To finish the edge of the hair selection we’re going to use the hair brushes we loaded earlier. Painting a custom hair selection can offer great results, but it takes practice to create believable and photo-realistic edges. This technique requires an artistic vision and experienced hand to look professional. A Wacom tablet really helps too. It’s hard to tell you exactly which combinations of strokes and brushes to use, but we’ll help guide you as best as we can. Don’t be discouraged if the first time you try this it doesn’t look as good as you want. Practice and experimentation with this technique will make you better. Remember that practice makes perfect!

  1. Zoom in to the image’s actual size (View > 100% or Actual Pixels depending on your version of Photoshop).

  2. Scroll so you’re viewing the frizzy edges of the hair.

  3. Open the Brush Presets panel (Window > Brush Presets).

  4. Scroll to the bottom and notice that each hair brush has an icon of its shape (on the left) and a preview of what a brush stroke will look like (on the right). There is no one correct brush, so we encourage you to play around with different ones.

    It’s important to understand that these hair brushes work best additively, instead of erasing areas. That’s why we have stayed away from the background. We’ve been slowly working our way up to the hair’s edge. These brushes will go the final distance, actually defining the edge of the hair. Try to work with a light touch and don’t overshoot the edge, so you won’t have to remove any of the areas you define with these brushes.

  5. There are several brushes that work for this type of frizzy hair. As shown below, the 31, 93 (the second one because it’s denser) and 263 brushes all look good:

  6. Start with the 31 hair brush.

  7. It’s a bit small, so increase the brush size to about 50.

  8. Try painting with the hair brush in a small area, painting from the inner hair up to the outermost edge of the hair. To avoid continuous repetitious patterning, use this brush to go over just a few different areas of the hair contour, not all of it.

    Try not to go beyond the boundaries of her hair, because the dark lines of the bricks will become visible. We will use a few different brushes for a more natural look, so don’t fill in everything too densely on this first pass.
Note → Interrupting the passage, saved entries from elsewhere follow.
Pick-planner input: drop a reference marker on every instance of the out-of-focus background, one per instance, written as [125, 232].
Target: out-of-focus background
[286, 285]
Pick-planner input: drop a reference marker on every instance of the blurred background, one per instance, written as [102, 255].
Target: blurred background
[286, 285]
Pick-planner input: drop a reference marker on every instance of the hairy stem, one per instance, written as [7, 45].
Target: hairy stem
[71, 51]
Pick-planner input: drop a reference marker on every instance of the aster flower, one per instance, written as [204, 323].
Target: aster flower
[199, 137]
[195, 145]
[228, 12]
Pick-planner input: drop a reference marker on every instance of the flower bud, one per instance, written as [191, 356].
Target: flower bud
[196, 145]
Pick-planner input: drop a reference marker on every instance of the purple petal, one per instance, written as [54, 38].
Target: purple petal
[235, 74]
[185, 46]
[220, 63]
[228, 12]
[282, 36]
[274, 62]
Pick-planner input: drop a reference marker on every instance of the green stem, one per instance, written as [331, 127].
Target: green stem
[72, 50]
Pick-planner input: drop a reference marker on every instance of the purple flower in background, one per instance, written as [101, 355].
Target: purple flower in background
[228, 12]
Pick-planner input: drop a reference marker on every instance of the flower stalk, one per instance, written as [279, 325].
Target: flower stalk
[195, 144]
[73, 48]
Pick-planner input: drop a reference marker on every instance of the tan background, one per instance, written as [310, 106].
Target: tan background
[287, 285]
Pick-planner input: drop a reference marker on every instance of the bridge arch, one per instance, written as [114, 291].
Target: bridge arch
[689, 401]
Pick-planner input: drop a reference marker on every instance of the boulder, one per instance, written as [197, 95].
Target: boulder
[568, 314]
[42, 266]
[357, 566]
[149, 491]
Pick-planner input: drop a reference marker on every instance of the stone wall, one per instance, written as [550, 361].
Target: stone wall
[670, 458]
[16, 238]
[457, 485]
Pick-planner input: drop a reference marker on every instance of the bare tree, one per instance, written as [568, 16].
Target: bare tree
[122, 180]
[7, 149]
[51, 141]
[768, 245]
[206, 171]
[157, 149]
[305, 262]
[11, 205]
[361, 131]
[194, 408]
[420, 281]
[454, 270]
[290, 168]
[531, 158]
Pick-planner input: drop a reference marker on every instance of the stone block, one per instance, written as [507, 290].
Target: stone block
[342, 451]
Vary the brush size as you paint.

    We will take a different approach to creating a mask for the larger pieces of hair; don’t try to paint over the largest curls and flyaways with the hair brushes, only the general frizzy areas. One advantage of an image like this, where the hair color and background color are so similar, is that if the mask accidentally reveals a bit of the background, it will be hard to tell whether it’s hair or not (unless you get a dark line of a brick, which won’t be too hard to fix later).

    NOTE: Some of the hair brushes are directional, meaning when you move along a curve, the brush angle changes with that curve.

  9. Switch things up and try the 93 (second, denser one) and 263 brushes. Don’t forget to vary the size and places you use each brush. Not all hair is the same, so you should vary the brushes and brush sizes to look more realistic.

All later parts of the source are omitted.